The Kamia Health Pattern
When I look at my long‑lived dogs — the 12‑, 14‑, 15‑, and 17‑year‑olds — they all share the same pattern:
- intact
- grounded
- outdoors
- terrain‑raised
- working
- minimally vaccinated
- minimally medicalized
- raw‑fed
- fish‑supported
- clean‑watered
- minimally groomed
- never bathed
- never clipped
- never treated
- never cooked
This is the architecture. This is the formula. This is why our Kamia Elkhounds live the way they do.
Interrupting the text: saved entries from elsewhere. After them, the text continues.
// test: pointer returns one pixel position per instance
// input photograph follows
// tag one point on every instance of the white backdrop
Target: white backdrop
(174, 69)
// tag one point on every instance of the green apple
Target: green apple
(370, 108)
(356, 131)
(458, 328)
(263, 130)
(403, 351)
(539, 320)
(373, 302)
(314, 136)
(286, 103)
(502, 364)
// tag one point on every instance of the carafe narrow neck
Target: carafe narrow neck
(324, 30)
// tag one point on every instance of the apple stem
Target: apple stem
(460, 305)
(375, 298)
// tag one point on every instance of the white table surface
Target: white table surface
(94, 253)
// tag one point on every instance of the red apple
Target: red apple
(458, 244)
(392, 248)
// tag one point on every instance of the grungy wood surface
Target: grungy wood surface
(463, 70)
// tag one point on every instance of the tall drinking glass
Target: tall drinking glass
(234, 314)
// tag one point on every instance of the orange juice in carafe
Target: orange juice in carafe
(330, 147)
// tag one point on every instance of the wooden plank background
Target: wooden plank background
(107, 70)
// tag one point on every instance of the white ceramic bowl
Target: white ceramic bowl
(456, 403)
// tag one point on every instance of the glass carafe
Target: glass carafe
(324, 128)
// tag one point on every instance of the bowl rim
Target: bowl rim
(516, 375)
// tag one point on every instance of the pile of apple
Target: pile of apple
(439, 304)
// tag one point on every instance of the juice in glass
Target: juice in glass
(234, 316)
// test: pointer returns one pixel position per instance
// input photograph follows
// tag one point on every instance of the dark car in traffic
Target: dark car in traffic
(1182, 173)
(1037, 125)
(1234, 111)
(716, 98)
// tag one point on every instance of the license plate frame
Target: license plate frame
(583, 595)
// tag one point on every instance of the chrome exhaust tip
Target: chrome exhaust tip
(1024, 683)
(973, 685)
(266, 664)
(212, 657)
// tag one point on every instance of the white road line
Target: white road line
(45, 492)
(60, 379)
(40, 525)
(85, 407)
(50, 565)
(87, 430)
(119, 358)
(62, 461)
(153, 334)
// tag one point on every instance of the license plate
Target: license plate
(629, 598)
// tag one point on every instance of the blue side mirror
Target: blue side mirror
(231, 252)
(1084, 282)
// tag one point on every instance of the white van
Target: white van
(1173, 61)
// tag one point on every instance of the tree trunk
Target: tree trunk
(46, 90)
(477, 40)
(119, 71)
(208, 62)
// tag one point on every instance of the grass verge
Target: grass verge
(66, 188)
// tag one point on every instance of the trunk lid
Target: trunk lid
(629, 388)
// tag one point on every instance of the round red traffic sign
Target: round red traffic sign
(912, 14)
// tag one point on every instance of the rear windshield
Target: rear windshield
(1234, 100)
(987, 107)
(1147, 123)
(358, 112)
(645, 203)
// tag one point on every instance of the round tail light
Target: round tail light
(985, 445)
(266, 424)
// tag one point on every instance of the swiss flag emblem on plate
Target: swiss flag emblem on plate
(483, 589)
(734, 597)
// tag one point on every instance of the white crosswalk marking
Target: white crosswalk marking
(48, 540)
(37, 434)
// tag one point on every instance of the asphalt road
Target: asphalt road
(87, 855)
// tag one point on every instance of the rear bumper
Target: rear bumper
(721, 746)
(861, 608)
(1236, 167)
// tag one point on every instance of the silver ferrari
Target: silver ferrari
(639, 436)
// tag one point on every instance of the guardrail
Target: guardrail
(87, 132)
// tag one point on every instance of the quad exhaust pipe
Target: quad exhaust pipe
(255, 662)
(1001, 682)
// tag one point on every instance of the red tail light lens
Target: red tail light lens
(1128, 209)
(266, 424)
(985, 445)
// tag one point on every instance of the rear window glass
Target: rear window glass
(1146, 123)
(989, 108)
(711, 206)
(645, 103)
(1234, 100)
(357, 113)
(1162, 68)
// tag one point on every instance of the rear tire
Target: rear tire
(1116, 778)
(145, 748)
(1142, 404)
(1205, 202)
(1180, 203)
The Proof in the Population
Across hundreds of Kamia dogs, I’ve seen:
- less than 2% chronic illness
- zero orthopedic collapse in intact males
- zero endocrine disorders
- zero chronic medication
- zero cancer in intact dogs
Average lifespan: 12–15 years Extreme health end: 16–17 years
This isn’t theory — it’s lived data.
The Architecture of Health
Health isn’t a product. It’s a structure. It’s an environment. It’s a philosophy.
The Kamia Health Architecture is built on:
- intact physiology
- terrain conditioning
- natural feeding
- minimal interference
- real work
- real environment
This is what produces dogs that live long, stay sound, and die naturally at home.